0693p000009ocM3AAI.jpg

Shalafi
Contributor II
Author

Hi. Thank you for your answer.

Uoo! This is pretty simple once is read (simple solutions are always good solutions). In fact, this is a direct porting of the SQL that I shared, so this is perfect. Let me make a test to confirm that the approach is working and I will share the result.

Thank you so much again

Shalafi
Contributor II
Author

Hi again.

That was perfect. Your approach did the job.

I have simplified it a little bit because I thought that the join between A (main) and B (lookup) is, in fact, not needed. I mean, all data from A will be taken, even when the data is present in B.

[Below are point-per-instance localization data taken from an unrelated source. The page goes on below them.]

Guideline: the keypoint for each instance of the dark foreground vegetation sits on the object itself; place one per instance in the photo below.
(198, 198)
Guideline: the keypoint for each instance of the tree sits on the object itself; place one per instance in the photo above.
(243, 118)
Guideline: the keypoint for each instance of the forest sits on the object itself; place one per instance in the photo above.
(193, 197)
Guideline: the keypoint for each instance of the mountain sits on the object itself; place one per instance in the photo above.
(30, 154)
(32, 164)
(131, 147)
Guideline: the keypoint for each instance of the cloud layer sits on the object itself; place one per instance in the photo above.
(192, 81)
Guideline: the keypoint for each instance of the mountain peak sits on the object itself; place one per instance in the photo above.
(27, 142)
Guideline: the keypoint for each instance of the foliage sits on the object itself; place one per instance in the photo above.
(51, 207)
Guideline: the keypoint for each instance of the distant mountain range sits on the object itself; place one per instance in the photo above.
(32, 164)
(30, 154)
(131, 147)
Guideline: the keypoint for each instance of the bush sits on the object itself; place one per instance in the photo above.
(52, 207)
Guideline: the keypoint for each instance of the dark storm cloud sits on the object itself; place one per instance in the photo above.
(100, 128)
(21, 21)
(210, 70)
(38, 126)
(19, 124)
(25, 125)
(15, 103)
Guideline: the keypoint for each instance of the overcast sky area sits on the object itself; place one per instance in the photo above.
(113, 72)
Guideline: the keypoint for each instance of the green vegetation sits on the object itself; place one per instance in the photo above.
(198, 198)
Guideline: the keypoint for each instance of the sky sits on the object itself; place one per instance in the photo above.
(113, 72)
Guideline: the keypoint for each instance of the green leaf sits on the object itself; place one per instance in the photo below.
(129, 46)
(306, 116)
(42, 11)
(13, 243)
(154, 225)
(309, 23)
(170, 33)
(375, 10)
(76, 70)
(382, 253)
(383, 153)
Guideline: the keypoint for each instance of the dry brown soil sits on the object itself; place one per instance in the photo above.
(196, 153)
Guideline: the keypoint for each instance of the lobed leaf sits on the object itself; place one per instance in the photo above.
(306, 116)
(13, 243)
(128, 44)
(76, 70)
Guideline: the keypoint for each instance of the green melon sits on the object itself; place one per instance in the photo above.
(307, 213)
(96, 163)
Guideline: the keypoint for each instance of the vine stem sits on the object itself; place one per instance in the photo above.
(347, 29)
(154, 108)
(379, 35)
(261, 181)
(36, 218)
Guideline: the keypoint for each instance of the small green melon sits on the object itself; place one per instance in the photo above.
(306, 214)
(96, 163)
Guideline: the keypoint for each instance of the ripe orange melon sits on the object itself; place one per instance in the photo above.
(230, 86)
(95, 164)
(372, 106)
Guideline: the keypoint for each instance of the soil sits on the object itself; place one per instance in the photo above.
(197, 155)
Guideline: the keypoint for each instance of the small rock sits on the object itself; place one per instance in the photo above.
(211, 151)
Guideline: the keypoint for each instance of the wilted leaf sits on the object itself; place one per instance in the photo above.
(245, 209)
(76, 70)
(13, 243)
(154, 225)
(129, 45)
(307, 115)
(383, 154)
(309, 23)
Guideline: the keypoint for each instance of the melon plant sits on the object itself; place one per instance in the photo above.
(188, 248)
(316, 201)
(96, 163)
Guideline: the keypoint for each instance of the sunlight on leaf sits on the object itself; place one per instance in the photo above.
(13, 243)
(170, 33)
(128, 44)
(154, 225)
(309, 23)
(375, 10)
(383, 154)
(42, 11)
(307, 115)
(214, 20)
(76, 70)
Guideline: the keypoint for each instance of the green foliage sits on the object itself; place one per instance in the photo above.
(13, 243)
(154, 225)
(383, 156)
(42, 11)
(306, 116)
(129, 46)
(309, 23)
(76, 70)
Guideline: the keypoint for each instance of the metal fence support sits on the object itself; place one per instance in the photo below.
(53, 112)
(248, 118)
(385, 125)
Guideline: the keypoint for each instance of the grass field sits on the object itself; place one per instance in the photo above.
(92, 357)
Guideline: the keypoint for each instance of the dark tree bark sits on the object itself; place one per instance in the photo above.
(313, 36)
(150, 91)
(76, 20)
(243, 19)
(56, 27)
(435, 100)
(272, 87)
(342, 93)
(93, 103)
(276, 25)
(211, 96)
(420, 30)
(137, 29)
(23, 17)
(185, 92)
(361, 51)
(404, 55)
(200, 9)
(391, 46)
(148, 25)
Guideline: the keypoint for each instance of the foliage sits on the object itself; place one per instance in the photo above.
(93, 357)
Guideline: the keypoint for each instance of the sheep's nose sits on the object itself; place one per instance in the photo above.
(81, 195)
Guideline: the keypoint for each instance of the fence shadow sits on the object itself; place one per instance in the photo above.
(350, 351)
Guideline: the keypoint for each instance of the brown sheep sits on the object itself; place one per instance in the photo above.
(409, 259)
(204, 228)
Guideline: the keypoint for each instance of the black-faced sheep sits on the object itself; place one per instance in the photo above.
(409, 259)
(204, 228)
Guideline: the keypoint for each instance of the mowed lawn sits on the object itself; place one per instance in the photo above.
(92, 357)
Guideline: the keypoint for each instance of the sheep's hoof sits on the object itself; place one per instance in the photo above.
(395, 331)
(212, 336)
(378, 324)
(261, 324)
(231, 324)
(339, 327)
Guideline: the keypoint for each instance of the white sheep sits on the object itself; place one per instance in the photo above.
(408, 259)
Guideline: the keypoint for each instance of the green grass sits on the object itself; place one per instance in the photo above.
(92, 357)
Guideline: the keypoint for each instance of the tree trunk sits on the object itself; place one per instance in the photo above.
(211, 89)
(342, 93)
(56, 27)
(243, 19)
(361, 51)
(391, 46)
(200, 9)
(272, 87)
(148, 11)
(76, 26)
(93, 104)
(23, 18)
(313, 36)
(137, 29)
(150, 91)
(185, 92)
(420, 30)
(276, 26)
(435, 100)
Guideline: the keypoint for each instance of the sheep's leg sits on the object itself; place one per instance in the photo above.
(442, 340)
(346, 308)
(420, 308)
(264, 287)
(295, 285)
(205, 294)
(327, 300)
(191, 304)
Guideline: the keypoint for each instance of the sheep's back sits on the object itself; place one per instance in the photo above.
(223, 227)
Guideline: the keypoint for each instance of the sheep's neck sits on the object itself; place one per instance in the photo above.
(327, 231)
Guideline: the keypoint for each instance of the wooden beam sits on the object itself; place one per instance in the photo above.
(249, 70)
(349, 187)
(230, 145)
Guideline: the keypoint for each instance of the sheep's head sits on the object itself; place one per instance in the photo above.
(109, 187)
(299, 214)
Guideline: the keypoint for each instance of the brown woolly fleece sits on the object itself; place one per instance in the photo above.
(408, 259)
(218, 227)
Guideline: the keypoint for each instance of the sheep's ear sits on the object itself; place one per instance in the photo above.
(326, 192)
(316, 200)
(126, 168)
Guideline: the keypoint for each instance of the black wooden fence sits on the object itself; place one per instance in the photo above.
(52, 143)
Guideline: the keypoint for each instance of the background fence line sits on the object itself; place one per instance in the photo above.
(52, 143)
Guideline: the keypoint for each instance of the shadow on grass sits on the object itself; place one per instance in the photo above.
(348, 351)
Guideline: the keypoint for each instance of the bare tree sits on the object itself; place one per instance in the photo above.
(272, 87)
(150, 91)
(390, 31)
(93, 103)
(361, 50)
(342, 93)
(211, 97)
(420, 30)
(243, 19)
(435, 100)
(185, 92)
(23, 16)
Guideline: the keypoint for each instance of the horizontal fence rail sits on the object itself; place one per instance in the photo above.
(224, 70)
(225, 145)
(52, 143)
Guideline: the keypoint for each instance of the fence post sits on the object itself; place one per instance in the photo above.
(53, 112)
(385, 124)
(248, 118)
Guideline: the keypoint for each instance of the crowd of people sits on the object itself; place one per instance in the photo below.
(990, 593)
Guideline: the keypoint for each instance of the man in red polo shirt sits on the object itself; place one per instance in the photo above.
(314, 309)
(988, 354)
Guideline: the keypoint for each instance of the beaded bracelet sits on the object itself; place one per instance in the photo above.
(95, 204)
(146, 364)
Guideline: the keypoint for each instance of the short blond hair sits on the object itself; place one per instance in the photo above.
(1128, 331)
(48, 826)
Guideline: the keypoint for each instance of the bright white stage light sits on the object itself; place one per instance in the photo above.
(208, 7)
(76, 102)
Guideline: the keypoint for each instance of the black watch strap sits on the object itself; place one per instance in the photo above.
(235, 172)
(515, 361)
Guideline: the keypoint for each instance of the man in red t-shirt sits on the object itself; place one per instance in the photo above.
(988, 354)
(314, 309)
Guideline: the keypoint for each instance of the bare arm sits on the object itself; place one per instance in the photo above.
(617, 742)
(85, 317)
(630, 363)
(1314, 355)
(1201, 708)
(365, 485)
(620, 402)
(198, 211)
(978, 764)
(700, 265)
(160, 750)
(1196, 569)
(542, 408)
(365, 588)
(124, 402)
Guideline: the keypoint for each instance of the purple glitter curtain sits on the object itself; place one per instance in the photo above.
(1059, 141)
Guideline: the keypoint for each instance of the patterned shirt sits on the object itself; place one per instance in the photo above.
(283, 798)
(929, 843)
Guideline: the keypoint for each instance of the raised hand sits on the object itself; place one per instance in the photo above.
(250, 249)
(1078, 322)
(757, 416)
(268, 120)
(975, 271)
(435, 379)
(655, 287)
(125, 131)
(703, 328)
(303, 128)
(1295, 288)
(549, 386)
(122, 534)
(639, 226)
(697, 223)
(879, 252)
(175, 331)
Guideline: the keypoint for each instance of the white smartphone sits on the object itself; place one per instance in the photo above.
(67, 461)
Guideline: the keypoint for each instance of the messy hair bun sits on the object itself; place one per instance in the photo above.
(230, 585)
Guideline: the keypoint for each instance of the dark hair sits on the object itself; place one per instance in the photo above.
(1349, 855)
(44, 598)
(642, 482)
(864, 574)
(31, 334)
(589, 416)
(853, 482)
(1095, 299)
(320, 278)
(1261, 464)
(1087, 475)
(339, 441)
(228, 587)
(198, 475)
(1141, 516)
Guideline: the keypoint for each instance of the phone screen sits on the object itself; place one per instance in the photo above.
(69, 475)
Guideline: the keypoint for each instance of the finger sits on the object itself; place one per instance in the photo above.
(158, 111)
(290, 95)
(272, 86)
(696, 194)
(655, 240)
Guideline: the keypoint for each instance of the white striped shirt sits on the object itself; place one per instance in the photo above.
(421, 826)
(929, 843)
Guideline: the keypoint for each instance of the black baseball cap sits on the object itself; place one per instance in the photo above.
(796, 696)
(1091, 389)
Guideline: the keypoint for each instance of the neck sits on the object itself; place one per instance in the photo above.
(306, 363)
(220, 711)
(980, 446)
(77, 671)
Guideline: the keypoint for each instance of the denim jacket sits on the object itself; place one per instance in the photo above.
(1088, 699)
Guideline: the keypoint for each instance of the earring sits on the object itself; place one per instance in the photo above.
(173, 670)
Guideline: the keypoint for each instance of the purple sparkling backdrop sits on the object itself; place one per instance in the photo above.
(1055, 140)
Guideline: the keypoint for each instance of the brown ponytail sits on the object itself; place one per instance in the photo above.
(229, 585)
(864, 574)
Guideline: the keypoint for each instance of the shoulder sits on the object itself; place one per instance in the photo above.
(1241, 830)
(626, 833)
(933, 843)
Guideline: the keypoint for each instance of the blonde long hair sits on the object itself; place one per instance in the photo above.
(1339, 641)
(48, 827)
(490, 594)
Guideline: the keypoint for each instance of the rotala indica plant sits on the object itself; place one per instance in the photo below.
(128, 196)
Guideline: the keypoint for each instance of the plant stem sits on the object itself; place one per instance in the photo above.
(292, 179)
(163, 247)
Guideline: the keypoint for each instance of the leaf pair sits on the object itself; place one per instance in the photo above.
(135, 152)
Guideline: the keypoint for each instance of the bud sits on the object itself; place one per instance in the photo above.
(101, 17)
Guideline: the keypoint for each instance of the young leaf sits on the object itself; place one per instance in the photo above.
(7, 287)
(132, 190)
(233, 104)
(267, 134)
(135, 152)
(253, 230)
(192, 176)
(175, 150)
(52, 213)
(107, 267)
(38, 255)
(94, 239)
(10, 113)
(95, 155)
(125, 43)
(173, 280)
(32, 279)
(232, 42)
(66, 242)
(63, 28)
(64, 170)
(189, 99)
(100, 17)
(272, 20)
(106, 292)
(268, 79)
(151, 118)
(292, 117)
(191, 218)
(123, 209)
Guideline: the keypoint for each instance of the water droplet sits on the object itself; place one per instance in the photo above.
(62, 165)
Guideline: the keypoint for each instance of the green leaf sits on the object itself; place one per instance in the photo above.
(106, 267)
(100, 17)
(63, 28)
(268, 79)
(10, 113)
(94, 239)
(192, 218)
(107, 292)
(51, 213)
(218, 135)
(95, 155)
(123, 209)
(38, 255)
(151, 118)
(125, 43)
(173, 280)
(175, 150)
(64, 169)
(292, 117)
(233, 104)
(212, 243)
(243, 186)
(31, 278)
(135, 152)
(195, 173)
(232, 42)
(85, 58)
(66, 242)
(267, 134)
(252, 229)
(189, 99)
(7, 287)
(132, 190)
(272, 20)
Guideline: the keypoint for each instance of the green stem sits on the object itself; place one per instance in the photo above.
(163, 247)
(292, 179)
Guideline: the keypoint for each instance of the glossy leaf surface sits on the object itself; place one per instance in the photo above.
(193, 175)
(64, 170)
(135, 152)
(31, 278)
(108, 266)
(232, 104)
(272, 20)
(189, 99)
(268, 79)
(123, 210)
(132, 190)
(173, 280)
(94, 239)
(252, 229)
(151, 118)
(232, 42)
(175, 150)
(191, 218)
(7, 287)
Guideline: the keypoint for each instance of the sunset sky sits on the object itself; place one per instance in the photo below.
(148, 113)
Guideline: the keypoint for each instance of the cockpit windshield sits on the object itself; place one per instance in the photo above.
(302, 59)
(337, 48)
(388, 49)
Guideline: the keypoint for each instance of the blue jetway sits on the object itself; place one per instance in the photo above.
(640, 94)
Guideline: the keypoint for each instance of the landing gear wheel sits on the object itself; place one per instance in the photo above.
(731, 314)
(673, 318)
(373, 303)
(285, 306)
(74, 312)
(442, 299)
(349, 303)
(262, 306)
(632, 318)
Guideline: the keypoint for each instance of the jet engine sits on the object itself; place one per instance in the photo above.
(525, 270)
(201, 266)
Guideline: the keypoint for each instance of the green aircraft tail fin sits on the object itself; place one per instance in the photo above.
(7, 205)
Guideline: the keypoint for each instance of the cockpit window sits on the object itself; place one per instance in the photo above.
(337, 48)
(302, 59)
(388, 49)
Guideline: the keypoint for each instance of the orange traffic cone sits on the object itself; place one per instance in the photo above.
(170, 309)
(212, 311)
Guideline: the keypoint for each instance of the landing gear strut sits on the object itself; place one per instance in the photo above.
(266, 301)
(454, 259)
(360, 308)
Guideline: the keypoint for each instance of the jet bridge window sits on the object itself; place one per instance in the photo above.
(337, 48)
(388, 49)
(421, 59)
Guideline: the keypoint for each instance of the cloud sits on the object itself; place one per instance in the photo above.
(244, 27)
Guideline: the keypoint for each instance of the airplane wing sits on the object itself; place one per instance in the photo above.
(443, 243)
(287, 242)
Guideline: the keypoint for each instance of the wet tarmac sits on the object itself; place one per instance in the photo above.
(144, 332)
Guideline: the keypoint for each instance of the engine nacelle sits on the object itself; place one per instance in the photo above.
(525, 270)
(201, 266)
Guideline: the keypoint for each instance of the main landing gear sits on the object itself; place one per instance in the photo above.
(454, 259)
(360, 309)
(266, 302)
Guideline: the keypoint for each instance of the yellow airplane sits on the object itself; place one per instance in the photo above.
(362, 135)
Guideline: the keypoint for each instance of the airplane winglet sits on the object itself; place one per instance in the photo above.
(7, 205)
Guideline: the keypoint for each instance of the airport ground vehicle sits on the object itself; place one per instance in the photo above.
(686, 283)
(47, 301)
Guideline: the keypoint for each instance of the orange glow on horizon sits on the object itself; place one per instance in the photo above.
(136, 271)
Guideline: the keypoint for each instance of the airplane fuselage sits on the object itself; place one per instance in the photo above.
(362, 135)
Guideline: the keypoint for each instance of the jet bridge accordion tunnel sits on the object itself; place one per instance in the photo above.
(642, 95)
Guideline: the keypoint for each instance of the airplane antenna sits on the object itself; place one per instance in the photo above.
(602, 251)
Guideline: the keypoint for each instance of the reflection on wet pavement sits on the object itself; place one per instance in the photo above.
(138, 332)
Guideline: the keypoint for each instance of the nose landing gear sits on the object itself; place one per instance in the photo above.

So, the tricky part is the join between B (main) and A (lookup), where only the unmatched have to be taken.

Finally, the data is stored and restore from hash tables before doing the merge. I'm not sure about why is this needed, but Talend does not allow me to merge the outputs directly without this components, so I think that is beyond my knowlegde in Talend.

Here the snapshots showing the job, the tMap configuration and the logs:

0693p000009ocO4AAI.jpg

0693p000009ocO9AAI.jpg

0693p000009ocOEAAY.jpg

 

Thank you so much!

Anonymous
Not applicable

Great, glad to see you get it working! Thanks for your feedback!